Reputation: 69
Alright so my teacher gave me the assignment below, and we have only been working with dictionaries for about a day:
1) Create a dictionary to translate a sentence from one language to another (such as Spanish to English). 2) The program should then write a sentence in the first language, then in the second language.
So far, my code is this:
def userinput():
inputsentence = input("What sentence would you like to translate?(Hint! Make the sentence I speak _ more than my friends")
spanoreng = input("Is this sentence Spanish or English?(Please enter span or eng")
return(inputsentence,spanoreng)
def spantoeng(spantoengtras,inputsentence):
inputsentence.lower()
inputsentence.split()
print(inputsentence)
def engtospan(engtospantrans,inputsentence):
inputsentence.lower()
inputsentence.split()
print(inputsentence)
def main():
spantoengtrans = {'yo' : 'I', 'hablo' : 'speak', 'espanol' : 'spanish', 'ingles' : 'english', 'mas' : 'more', 'de' : 'than','mis' : 'my', 'amigos' : 'friends'}
engtospantrans = {'I' : 'yo', 'speak' : 'hablo', 'spanish' : 'espanol', 'english' : 'ingles', 'more' : 'mas', 'than' : 'de','my' : 'mis', 'friends' : 'amigos'}
(inputsentence,spanoreng) = userinput()
if spanoreng == 'span':
spantoeng(spantoengtrans,inputsentence)
elif spanoreng == 'eng':
engtospan(engtospantrans,inputsentence)
else:
print("please type span or eng")
(inputsentence,spanoreng) = userinput()
main()
All I'm having trouble with is changing the list using the dictionary. Also, my .lower() seems to not be doing anything. help?
EDIT: realized my mistake. thanks.
Upvotes: 3
Views: 17260
Reputation: 1338
You should assign variables to the outputs of .lower()
and then apply .split()
to that variable. The output of that (saved as a variable) is what you want to return (or print in your current code).
Upvotes: 0
Reputation: 76
This doesn't answer your primary question, but the reason that your lower() calls are not working is because you are calling inputsentence.lower()
without assigning the returned value to a variable, so all it does is return the string in lowercase, but nothing is pointing to it. The original string remains the same. The same thing happens when you do inputsentence.split()
, the list is created and returned, but it goes nowhere. Ultimately when you return inputsentence
you are returning the exact same value you gave it, making lower() and split() do nothing.

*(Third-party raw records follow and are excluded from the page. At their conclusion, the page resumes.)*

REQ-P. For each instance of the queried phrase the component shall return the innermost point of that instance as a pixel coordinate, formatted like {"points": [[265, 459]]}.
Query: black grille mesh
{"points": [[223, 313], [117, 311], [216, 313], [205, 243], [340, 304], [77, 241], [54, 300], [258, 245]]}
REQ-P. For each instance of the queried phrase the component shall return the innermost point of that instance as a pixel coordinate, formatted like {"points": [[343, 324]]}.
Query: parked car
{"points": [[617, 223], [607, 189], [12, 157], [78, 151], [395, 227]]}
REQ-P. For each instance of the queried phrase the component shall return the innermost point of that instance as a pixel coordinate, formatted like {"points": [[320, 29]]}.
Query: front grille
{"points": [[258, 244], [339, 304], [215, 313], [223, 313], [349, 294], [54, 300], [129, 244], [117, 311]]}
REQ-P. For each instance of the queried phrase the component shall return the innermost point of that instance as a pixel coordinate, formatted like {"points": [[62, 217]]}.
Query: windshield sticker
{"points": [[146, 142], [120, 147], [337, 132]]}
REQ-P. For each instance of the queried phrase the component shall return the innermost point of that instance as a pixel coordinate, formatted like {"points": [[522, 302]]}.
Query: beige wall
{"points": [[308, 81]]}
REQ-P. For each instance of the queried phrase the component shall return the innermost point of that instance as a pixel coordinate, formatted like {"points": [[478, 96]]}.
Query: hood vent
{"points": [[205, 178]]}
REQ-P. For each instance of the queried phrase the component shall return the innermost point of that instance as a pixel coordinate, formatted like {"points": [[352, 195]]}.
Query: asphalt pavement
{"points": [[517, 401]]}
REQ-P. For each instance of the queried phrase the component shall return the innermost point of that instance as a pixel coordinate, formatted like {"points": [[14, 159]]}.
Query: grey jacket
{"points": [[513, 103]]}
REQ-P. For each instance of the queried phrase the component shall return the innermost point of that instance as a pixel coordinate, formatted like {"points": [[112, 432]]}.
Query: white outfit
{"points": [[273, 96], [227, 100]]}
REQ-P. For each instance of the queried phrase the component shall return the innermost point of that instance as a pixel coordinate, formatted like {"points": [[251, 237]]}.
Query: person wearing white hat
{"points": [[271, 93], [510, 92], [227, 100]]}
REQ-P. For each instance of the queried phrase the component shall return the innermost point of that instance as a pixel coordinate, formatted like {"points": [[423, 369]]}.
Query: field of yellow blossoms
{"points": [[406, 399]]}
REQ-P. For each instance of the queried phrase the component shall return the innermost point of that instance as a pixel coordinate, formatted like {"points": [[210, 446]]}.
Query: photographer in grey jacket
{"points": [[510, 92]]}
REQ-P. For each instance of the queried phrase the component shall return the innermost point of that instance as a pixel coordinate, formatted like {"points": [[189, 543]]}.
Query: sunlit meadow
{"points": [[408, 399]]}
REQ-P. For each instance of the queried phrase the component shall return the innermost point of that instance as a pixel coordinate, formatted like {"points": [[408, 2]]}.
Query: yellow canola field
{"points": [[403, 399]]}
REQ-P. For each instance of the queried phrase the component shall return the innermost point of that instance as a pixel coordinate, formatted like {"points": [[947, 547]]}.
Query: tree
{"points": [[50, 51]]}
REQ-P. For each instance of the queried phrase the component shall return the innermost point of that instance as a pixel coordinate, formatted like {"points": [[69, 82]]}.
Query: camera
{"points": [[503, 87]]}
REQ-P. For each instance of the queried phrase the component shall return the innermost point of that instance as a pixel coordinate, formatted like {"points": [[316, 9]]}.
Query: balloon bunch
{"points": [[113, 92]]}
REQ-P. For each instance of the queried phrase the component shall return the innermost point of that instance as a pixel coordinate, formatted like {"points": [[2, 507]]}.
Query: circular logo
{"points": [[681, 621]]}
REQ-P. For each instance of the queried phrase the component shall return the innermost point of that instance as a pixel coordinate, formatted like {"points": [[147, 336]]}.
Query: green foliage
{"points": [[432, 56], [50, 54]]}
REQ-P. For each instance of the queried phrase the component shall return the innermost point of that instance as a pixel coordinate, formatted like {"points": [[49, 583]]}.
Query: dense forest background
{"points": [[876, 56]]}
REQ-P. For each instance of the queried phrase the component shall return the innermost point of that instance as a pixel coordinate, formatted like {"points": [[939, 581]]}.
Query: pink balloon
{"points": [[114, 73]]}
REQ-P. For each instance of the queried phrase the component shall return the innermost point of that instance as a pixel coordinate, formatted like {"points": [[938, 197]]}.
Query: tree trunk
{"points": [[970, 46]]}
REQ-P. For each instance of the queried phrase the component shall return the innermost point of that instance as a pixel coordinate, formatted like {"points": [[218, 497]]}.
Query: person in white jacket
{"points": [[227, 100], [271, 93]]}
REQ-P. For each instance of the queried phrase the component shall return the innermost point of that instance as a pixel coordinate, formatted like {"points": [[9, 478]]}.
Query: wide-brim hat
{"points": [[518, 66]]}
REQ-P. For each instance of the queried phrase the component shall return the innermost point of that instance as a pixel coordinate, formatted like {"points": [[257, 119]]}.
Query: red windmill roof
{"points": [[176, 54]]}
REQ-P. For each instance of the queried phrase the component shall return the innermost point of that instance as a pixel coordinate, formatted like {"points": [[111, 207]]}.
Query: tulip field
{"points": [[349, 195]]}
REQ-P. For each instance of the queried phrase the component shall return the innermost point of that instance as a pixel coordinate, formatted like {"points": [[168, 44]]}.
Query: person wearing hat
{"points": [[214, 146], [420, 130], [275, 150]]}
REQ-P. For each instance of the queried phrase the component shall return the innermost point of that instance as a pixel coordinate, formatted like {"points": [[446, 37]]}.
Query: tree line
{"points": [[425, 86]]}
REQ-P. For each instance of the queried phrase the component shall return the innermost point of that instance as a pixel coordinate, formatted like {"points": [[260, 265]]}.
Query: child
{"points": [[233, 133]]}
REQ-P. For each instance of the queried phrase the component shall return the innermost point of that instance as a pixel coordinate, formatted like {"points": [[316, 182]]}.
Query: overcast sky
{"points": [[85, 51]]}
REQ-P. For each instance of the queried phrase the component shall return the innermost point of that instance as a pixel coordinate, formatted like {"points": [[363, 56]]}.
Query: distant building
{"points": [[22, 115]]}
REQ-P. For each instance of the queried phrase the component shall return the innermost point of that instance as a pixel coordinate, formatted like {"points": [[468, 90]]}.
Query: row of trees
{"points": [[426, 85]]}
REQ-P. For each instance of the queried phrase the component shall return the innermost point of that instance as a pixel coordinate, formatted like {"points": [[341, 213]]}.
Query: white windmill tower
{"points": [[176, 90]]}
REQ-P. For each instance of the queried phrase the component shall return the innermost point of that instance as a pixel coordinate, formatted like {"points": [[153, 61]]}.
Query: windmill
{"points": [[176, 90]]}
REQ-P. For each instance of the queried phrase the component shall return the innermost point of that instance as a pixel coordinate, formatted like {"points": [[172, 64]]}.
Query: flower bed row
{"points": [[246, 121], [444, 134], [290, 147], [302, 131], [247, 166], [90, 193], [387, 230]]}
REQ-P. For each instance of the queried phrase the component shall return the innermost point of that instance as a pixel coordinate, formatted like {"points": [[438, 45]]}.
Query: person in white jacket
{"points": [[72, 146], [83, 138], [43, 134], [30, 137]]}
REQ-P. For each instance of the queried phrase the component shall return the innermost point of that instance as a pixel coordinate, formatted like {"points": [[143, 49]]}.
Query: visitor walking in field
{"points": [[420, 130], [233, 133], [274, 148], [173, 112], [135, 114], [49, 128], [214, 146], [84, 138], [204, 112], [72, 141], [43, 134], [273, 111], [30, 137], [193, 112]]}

If you want to replace the value of the variable inputsentence
each time you use a string method you should do
inputsentence = inputsentence.lower().split()
Upvotes: 0
Reputation: 2619
To start, you only need one translate
function. The goal of this function should be to take some sentence and some dictionary, and output a sentence in the other language. To do that, I'd do something like this:
def translate(trans,inputsentence):
inputsentence.lower()
words = inputsentence.split(' ')
new_sentence = [trans[w] for w in words]
print(' '.join(new_sentence))
Next, for you input functions, you need to be calling raw_input()
not input()
. This will clean up the syntax errors.
def userinput():
inputsentence = raw_input("What sentence would you like to translate?(Hint! ... > ")
spanoreng = raw_input("Is this sentence Spanish or English? > ")
return(inputsentence,spanoreng)
And that should pretty much do it, if you rename function calls inside main()
appropriately.
Upvotes: 0
Reputation: 881555
I don't see any list -- I only see strings, which are immutable, and no use of the dictionary.
So the core function could be:
def translate(sentence, transdict):
words = sentence.split()
trans = [transdict.get(w.lower(),w) for w in words]
print(' '.join(trans))
split
makes the sentence into a list of whitespace-separated words; then the list comprehension makes it into a list of translated words (leaving words alone if they're not in the dictionary); finally we join the latter list back into a space-separated sentence.
Of course this leaves a lot to be desired, but it's hard to do better without regular expressions -- and if you've been using dictionaries for just a day regular expressions may be well beyond your studies so far. In case they're not:
import re
def maketrans(somedict):
def trans(mo):
word = mo.group()
return somedict.get(word.lower(), word)
return trans
and then
translated = re.sub(r'\w+', maketrans(right_dict), sentence)
print (translated)
will preserve punctuation and spacing. But what between RE's and higher order functions, I suspect you'd better ignore this one until later in your Python studies:-).